Monticello Nov. 15. 25.
I inclose you some papers from mr Dawson which ought, I presume, to be deposited in your office. indeed I have so compleatly lost sight of our accounts that I do not understand these papers, and must hereafter depend entirely on your self and the committee of accounts for such general statements as it may be necessary to give to the public.
I inclose you a letter from the Collector of N. York shewing that he has not yet recieved the 638D.52C for freight and duties on the marble landed there. I find by my letter to him of Oct. 11. that I informed him I had that day desired you to remit that sum to him immediately. will you enquire into this and let me know what excuse I may make to him. these gentlemen are so obliging in their advances of freight and duty for us, that we should be very prompt in replacing their advances. I shall not answer him until I hear from you.

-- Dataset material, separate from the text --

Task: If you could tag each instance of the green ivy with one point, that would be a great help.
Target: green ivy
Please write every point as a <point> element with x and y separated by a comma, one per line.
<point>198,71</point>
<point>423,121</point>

When I wrote to you the other day on the subject of meat-houses for the Professors I omitted to mention three essential precautions in building meat-houses. 1. they should be tightly paved with brick to prevent rats from burrowing under them. 2. a shelf should be run all round the inside of the house 12 I. wide at least; 18 I. would be better, smooth planed below, and no supports below. a rat from below can never pass that shelf to get to the meat in the roof. 3. not a crevice should be left for a ray of light to enter the house. a fly cannot stay in a room compleatly dark. every housekeeper knows the losses in meat houses from rats & flies.
I suppose Chisolm’s Lewis is somewhere about the University. I have a room for him to plaister, and you will oblige me by sending him to me as I know not where to seek him. friendly and respectful salutations
ViU: Thomas Jefferson Papers (Proctor’s Papers).